I am looking to return all the substrings of a string that match a particular pattern (regexp). This is a very common text processing operation.
StringTools[RegMatch] returns boolean about whether the given pattern exists somewhere in the string. That's a start, but it is not efficient to hunt around for where the match is in order to extract the characters.
StringTools[Search] and [SearchAll] can return position information, but they work on exact matches of the pattern space, not on regular expressions. I could pre-generate all the possible matching sequences of up to some length and search for those exactly, but that is inconvenient at best and pretty much useless if there is a .* or .+ in the regular expression (as the space of potential matches grows exponentially.)

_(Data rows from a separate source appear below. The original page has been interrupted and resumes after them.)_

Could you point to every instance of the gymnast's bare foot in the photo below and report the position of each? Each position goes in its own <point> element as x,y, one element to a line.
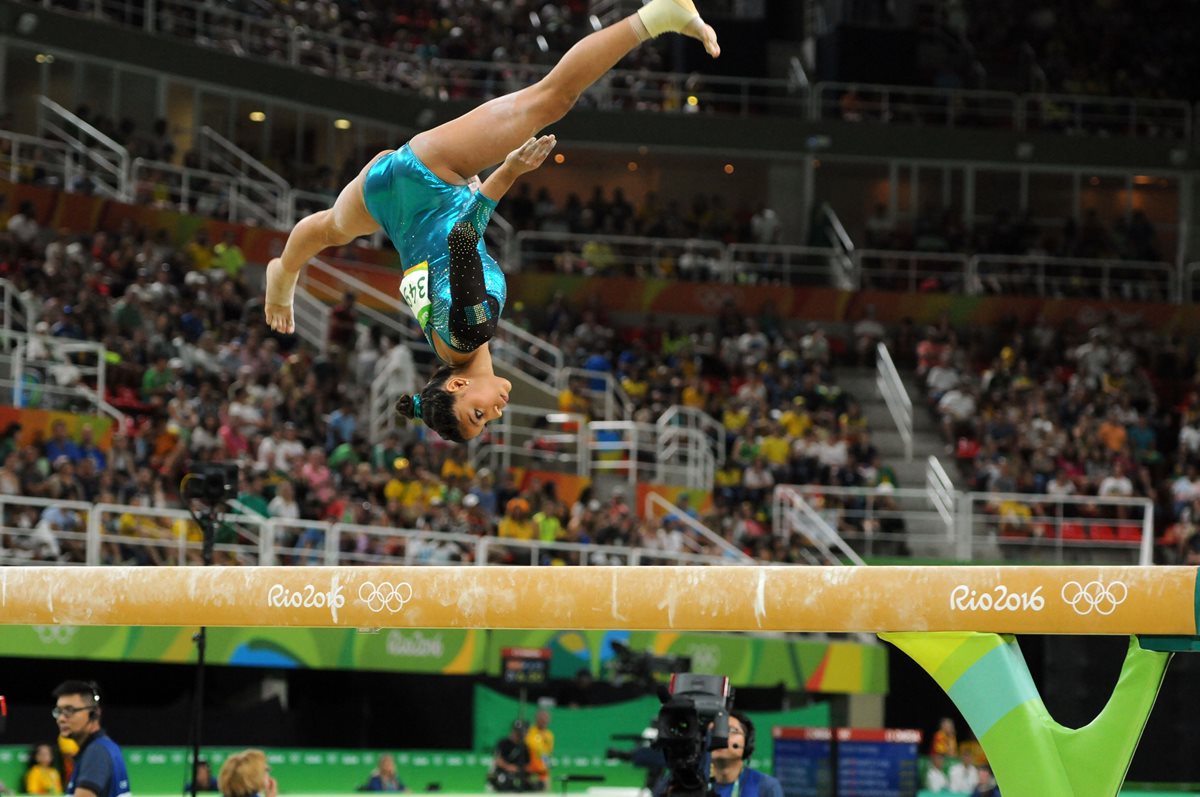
<point>681,17</point>
<point>281,287</point>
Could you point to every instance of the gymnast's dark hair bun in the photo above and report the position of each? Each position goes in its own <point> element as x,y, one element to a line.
<point>405,406</point>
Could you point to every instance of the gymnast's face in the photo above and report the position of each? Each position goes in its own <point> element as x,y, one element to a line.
<point>478,400</point>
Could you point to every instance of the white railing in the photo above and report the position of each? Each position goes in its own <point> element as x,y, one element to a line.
<point>912,271</point>
<point>699,420</point>
<point>882,520</point>
<point>609,400</point>
<point>124,534</point>
<point>1134,118</point>
<point>275,40</point>
<point>1189,289</point>
<point>895,396</point>
<point>311,318</point>
<point>121,534</point>
<point>879,269</point>
<point>47,372</point>
<point>861,102</point>
<point>329,283</point>
<point>196,191</point>
<point>1055,528</point>
<point>1062,276</point>
<point>528,353</point>
<point>23,157</point>
<point>657,504</point>
<point>843,267</point>
<point>391,382</point>
<point>533,437</point>
<point>21,312</point>
<point>265,193</point>
<point>109,160</point>
<point>941,491</point>
<point>781,264</point>
<point>635,451</point>
<point>793,516</point>
<point>693,258</point>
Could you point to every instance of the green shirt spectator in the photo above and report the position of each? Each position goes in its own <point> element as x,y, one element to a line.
<point>550,527</point>
<point>156,378</point>
<point>228,256</point>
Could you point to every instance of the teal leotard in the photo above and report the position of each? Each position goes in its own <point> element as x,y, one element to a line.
<point>454,287</point>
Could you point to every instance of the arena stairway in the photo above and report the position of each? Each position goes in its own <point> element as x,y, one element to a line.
<point>927,441</point>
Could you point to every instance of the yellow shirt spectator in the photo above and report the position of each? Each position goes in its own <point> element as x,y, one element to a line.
<point>517,528</point>
<point>45,780</point>
<point>735,419</point>
<point>635,388</point>
<point>796,421</point>
<point>775,448</point>
<point>693,396</point>
<point>540,741</point>
<point>450,469</point>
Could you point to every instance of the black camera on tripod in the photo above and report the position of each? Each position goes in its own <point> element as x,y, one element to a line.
<point>694,721</point>
<point>211,484</point>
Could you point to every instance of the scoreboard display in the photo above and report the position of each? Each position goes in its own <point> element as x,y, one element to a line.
<point>846,761</point>
<point>526,666</point>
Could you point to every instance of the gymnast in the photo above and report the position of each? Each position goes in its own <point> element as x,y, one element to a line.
<point>427,199</point>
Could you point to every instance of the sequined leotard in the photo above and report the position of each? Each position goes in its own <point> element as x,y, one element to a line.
<point>451,283</point>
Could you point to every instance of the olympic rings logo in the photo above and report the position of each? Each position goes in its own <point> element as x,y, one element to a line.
<point>1095,597</point>
<point>385,595</point>
<point>55,634</point>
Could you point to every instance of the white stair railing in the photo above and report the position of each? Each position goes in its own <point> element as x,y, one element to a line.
<point>25,155</point>
<point>393,381</point>
<point>107,162</point>
<point>657,504</point>
<point>604,391</point>
<point>312,319</point>
<point>533,437</point>
<point>696,419</point>
<point>941,493</point>
<point>793,515</point>
<point>684,457</point>
<point>267,195</point>
<point>894,394</point>
<point>46,372</point>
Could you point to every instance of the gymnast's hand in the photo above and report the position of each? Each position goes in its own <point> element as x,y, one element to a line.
<point>529,155</point>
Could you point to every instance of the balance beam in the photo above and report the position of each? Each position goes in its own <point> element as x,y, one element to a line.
<point>1111,600</point>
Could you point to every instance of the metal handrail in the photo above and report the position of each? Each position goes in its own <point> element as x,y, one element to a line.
<point>941,491</point>
<point>249,36</point>
<point>697,419</point>
<point>891,387</point>
<point>119,165</point>
<point>63,165</point>
<point>827,539</point>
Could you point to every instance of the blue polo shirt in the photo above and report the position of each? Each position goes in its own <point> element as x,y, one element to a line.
<point>100,768</point>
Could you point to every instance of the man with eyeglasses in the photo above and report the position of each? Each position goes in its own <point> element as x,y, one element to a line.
<point>100,767</point>
<point>731,774</point>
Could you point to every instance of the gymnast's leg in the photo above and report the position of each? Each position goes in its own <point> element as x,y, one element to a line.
<point>481,138</point>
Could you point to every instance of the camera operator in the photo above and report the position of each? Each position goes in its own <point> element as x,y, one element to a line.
<point>100,766</point>
<point>731,774</point>
<point>510,762</point>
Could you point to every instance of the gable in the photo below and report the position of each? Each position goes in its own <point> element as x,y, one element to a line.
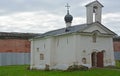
<point>99,27</point>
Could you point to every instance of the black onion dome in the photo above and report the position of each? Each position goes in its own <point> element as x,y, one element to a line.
<point>68,18</point>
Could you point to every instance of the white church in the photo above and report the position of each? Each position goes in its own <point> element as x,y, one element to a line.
<point>89,44</point>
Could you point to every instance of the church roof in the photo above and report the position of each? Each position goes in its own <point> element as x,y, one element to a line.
<point>67,30</point>
<point>71,29</point>
<point>17,35</point>
<point>94,2</point>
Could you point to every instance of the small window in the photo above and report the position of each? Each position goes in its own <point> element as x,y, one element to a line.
<point>84,60</point>
<point>37,49</point>
<point>41,56</point>
<point>94,38</point>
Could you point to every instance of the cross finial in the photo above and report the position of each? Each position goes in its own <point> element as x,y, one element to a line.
<point>67,8</point>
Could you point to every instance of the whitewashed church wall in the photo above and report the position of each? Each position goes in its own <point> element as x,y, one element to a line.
<point>86,44</point>
<point>14,59</point>
<point>65,50</point>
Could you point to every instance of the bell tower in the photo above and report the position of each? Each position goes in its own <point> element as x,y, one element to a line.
<point>94,11</point>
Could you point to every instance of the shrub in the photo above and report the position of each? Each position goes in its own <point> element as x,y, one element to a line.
<point>77,67</point>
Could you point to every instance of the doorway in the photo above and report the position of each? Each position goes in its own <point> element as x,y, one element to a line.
<point>97,59</point>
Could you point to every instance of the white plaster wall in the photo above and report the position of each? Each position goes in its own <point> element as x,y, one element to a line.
<point>102,43</point>
<point>65,50</point>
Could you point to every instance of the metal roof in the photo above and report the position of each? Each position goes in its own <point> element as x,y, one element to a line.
<point>117,55</point>
<point>71,29</point>
<point>116,38</point>
<point>61,31</point>
<point>16,35</point>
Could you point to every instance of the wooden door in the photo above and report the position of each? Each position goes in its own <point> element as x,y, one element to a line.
<point>100,59</point>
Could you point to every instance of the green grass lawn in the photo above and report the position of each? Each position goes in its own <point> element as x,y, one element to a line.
<point>22,71</point>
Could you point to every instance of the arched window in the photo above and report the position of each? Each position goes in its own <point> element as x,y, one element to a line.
<point>84,60</point>
<point>94,37</point>
<point>41,56</point>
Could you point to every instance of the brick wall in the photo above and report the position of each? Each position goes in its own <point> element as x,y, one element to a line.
<point>15,45</point>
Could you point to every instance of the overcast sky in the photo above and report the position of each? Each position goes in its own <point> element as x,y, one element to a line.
<point>39,16</point>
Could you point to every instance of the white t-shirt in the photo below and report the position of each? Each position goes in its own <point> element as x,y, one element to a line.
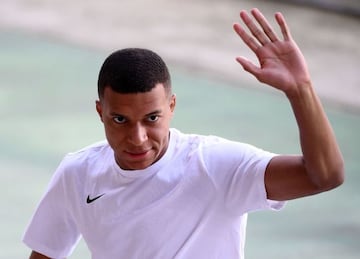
<point>192,203</point>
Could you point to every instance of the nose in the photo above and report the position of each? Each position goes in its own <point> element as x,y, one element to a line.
<point>137,135</point>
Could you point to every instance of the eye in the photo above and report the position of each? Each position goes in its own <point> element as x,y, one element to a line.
<point>153,118</point>
<point>119,119</point>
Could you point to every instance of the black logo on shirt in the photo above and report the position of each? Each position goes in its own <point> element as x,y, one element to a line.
<point>90,200</point>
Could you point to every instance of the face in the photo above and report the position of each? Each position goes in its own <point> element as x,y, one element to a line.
<point>137,125</point>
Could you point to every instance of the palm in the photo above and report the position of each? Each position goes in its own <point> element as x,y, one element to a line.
<point>282,65</point>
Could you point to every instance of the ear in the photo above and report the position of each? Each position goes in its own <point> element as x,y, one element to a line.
<point>172,102</point>
<point>99,109</point>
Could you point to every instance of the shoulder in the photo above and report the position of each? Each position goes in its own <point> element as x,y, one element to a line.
<point>215,147</point>
<point>87,157</point>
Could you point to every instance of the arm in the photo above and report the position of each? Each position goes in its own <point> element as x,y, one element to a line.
<point>36,255</point>
<point>282,66</point>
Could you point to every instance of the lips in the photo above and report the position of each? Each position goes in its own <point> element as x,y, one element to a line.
<point>137,154</point>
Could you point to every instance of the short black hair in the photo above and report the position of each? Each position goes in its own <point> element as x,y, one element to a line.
<point>133,70</point>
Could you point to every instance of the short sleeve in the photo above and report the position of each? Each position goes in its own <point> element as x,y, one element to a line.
<point>52,230</point>
<point>238,171</point>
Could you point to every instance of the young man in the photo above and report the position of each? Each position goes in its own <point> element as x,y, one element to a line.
<point>153,192</point>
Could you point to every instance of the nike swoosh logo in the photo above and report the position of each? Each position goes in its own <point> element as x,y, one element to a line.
<point>90,200</point>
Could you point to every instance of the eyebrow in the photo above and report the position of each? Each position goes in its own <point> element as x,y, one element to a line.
<point>146,115</point>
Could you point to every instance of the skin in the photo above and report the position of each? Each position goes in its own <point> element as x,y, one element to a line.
<point>282,66</point>
<point>319,168</point>
<point>137,125</point>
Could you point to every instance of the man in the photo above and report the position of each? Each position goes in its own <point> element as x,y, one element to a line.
<point>153,192</point>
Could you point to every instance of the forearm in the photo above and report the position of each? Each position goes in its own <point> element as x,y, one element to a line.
<point>322,157</point>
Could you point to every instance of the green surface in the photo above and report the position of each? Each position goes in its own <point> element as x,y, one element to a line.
<point>47,94</point>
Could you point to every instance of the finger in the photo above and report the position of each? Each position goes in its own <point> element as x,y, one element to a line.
<point>283,26</point>
<point>247,39</point>
<point>254,29</point>
<point>260,18</point>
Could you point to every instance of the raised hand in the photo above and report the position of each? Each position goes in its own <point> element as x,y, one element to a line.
<point>282,64</point>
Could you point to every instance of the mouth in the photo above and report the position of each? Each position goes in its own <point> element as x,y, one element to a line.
<point>137,154</point>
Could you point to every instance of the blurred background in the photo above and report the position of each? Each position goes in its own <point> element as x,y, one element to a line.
<point>50,55</point>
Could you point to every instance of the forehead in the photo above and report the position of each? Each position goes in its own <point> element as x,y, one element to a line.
<point>135,103</point>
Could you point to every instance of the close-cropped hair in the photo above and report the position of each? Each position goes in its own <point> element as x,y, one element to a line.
<point>133,70</point>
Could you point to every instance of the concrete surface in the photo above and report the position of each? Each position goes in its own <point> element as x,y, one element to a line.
<point>197,35</point>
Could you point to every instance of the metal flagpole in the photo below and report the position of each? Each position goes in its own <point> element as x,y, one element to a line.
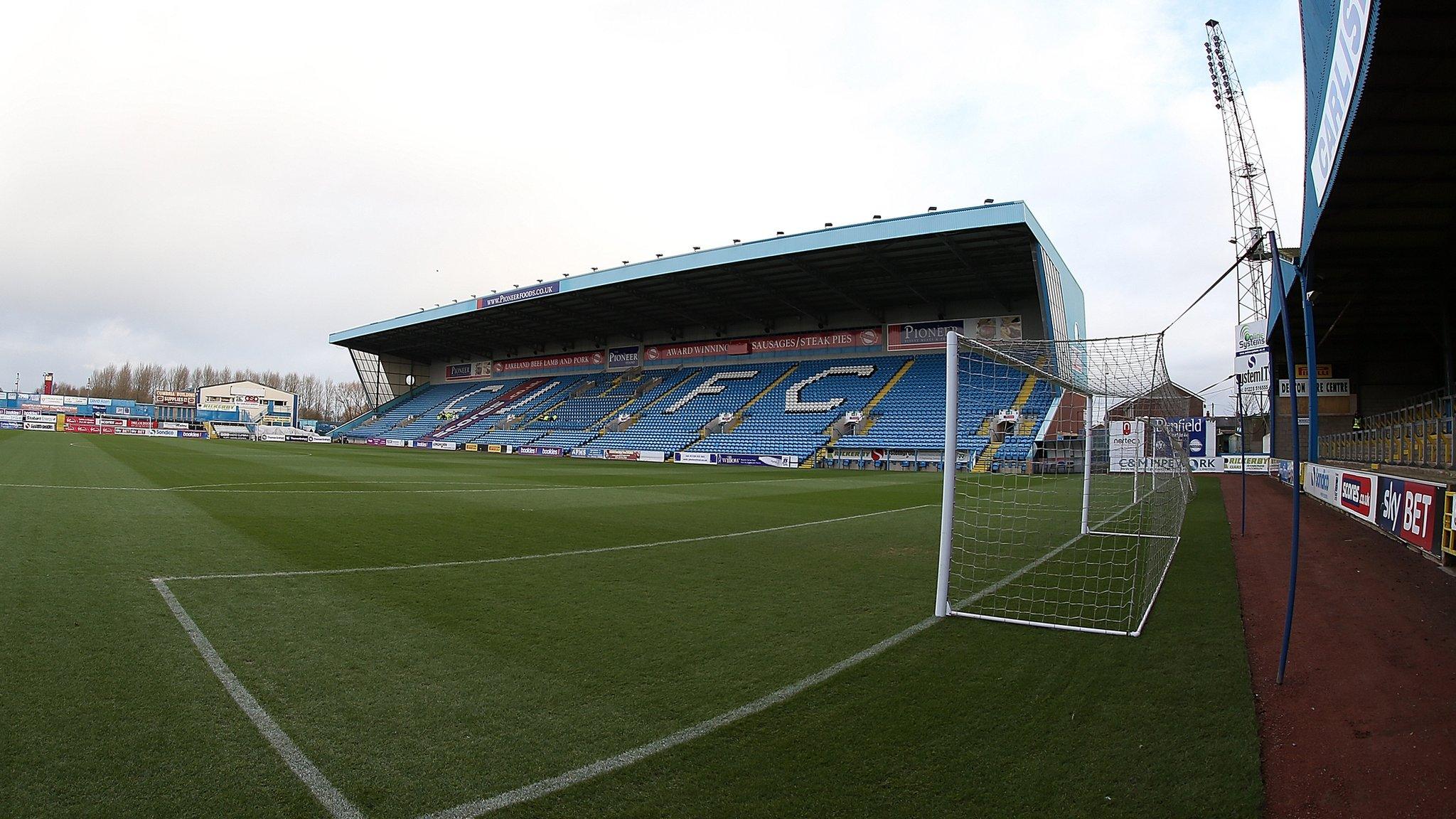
<point>1293,422</point>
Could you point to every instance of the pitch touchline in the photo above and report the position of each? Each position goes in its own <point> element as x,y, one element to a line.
<point>301,767</point>
<point>218,488</point>
<point>513,559</point>
<point>593,770</point>
<point>543,787</point>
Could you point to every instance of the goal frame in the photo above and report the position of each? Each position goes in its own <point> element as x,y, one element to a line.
<point>948,487</point>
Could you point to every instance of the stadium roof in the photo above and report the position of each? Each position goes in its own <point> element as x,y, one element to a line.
<point>929,259</point>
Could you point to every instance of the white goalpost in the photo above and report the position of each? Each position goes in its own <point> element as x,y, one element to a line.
<point>1069,508</point>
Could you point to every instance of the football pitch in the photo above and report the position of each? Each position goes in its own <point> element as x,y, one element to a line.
<point>219,628</point>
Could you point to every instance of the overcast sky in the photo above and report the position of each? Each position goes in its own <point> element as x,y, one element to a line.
<point>228,184</point>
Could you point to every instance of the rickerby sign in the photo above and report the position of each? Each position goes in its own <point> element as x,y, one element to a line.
<point>1247,462</point>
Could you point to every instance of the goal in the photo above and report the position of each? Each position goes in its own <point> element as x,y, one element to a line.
<point>1071,483</point>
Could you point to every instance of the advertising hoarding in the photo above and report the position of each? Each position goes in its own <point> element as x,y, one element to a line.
<point>590,359</point>
<point>1411,510</point>
<point>468,370</point>
<point>1325,387</point>
<point>921,336</point>
<point>1248,462</point>
<point>623,358</point>
<point>1322,483</point>
<point>1357,494</point>
<point>519,295</point>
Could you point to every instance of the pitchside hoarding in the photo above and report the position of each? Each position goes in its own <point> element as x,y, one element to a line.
<point>1411,510</point>
<point>1407,509</point>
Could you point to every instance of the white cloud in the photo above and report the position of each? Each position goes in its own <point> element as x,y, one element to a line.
<point>193,183</point>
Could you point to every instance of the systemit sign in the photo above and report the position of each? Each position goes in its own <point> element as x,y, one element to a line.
<point>1344,69</point>
<point>511,296</point>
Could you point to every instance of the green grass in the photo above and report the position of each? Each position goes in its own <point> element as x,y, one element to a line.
<point>414,691</point>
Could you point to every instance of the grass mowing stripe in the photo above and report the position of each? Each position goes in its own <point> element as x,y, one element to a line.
<point>575,776</point>
<point>513,559</point>
<point>323,791</point>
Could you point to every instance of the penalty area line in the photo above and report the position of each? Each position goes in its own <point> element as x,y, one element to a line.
<point>516,559</point>
<point>301,767</point>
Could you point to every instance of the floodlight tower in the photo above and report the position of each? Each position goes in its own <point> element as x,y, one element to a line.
<point>1250,191</point>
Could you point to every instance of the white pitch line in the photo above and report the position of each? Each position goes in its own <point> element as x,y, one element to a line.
<point>301,767</point>
<point>204,488</point>
<point>593,770</point>
<point>514,559</point>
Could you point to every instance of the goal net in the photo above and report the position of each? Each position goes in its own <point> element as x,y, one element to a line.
<point>1072,484</point>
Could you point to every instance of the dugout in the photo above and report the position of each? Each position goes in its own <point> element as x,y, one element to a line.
<point>1378,219</point>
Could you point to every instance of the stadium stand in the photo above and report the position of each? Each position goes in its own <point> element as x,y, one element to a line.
<point>796,408</point>
<point>679,420</point>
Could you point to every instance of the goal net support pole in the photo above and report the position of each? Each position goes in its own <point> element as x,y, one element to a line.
<point>953,419</point>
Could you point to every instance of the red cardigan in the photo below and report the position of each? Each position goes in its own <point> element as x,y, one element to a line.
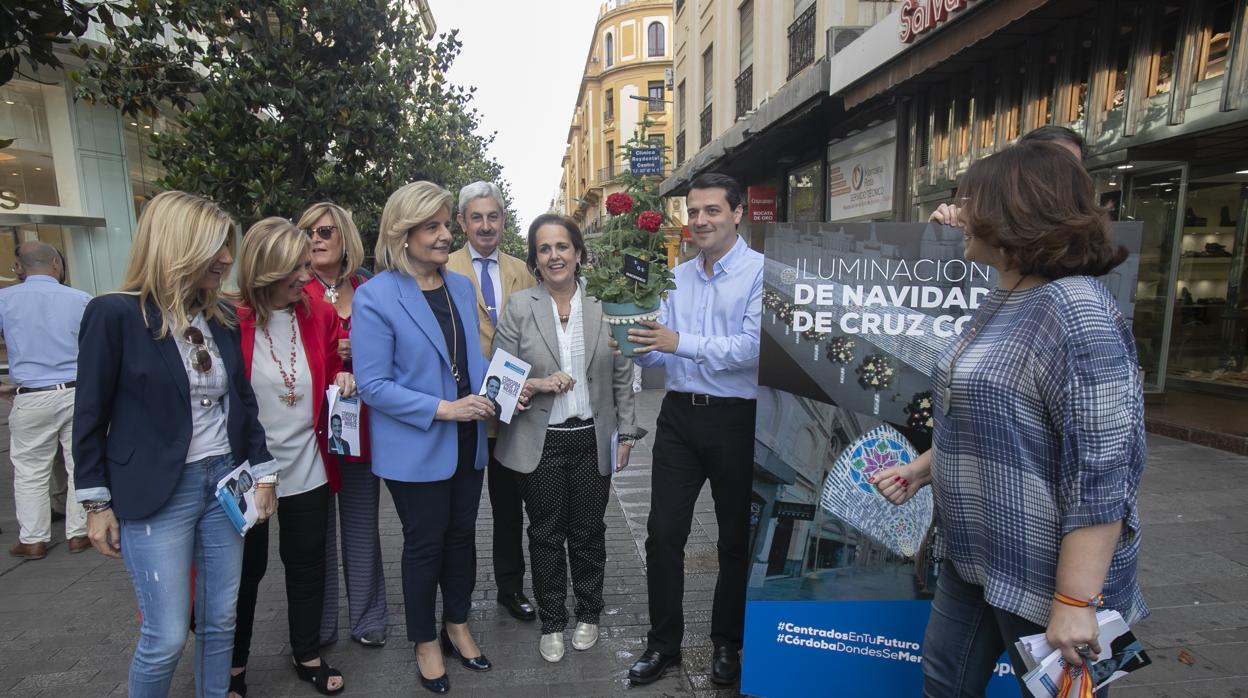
<point>320,336</point>
<point>316,290</point>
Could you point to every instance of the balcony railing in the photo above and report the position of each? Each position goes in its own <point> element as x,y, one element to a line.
<point>801,41</point>
<point>704,126</point>
<point>745,91</point>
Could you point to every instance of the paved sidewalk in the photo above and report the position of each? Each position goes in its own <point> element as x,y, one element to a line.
<point>68,623</point>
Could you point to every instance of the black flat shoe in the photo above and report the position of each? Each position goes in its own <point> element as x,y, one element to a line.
<point>439,686</point>
<point>478,663</point>
<point>320,677</point>
<point>518,606</point>
<point>725,667</point>
<point>650,666</point>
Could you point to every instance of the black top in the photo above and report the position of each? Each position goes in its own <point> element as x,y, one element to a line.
<point>453,332</point>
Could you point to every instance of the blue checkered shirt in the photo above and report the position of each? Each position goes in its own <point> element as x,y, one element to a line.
<point>1045,435</point>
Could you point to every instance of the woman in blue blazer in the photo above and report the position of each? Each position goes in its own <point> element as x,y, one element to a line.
<point>418,363</point>
<point>164,411</point>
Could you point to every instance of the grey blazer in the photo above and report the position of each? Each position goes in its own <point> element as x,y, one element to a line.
<point>527,330</point>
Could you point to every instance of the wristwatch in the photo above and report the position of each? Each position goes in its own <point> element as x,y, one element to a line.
<point>96,506</point>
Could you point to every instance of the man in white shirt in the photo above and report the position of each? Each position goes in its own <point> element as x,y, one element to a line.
<point>496,276</point>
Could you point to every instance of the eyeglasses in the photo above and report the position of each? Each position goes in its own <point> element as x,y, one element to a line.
<point>323,232</point>
<point>200,357</point>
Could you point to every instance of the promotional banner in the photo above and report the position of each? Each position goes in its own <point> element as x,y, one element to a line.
<point>854,319</point>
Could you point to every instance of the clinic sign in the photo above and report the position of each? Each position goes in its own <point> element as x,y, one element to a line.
<point>860,174</point>
<point>920,16</point>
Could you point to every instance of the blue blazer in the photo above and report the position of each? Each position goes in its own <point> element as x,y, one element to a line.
<point>403,371</point>
<point>132,406</point>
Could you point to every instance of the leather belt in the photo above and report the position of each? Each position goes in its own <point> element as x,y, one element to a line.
<point>699,400</point>
<point>24,390</point>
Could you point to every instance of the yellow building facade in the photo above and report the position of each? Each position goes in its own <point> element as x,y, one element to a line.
<point>627,80</point>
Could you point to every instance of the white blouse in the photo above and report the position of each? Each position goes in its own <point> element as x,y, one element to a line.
<point>209,390</point>
<point>290,431</point>
<point>573,403</point>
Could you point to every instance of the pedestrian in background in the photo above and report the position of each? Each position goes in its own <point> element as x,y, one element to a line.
<point>1035,538</point>
<point>164,411</point>
<point>39,321</point>
<point>290,349</point>
<point>560,445</point>
<point>337,271</point>
<point>706,340</point>
<point>418,360</point>
<point>496,276</point>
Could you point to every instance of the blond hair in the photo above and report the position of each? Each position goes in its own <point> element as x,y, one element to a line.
<point>271,251</point>
<point>409,206</point>
<point>177,237</point>
<point>352,246</point>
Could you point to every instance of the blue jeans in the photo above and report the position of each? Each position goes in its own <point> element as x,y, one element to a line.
<point>965,639</point>
<point>159,551</point>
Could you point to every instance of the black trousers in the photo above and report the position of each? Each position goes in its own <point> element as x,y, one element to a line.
<point>565,497</point>
<point>507,505</point>
<point>439,542</point>
<point>692,445</point>
<point>302,521</point>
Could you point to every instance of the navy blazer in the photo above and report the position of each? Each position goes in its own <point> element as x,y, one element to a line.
<point>132,407</point>
<point>403,371</point>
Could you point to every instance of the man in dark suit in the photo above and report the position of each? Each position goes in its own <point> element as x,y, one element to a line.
<point>337,445</point>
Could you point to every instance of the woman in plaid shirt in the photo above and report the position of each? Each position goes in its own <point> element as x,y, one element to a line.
<point>1040,441</point>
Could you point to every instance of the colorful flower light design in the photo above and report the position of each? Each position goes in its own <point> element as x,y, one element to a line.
<point>849,496</point>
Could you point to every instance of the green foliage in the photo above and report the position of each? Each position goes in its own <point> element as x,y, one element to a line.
<point>604,275</point>
<point>280,104</point>
<point>33,29</point>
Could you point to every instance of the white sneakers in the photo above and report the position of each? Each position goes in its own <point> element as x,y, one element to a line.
<point>584,637</point>
<point>550,647</point>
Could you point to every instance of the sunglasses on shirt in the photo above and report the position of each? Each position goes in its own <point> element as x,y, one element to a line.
<point>323,232</point>
<point>200,357</point>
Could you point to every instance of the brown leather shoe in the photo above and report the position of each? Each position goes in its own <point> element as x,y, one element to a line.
<point>29,551</point>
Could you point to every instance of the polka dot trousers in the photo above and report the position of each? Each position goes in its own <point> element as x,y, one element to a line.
<point>565,498</point>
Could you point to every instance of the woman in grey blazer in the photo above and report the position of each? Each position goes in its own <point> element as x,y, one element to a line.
<point>578,395</point>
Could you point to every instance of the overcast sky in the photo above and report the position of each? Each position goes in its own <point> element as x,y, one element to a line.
<point>526,60</point>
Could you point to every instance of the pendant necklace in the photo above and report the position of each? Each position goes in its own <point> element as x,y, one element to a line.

StringTools[RegSub] can be used to find one match by using something like ".*(REALPATTERN).*" = "\1" but since this does not extract any position information, one would at the very least then have to StringTools[Search] of the exact match to determine the position, then take a substring of the original string, and continue searching. And if you are going to do that, you might as well just use StringTools[RegMatch] with an optional third argument of a symbol to return the matched characters, instead of fooliing around with deleting everything else using RegSub.
Have I overlooked a possibility?
Example of use:
I would like to search "variable %1 needs to be of the form %3+2.9 in order to use routine %2 to find the fizturl", extracting the "%1", "%3", "%2". This would be regular expression "%[0-9]+". Notice that there might be other digits in the string that I do not want to extract, so I cannot just search for digits. I also cannot just remove all characters "[^0-9%]" as that would leave digits and would, for example, merge together the %3+2.9 into %329 leaving post-processing to extract the true pattern matches.
For what I am doing at the moment, I do not need to know the positions those occured at, just the matches.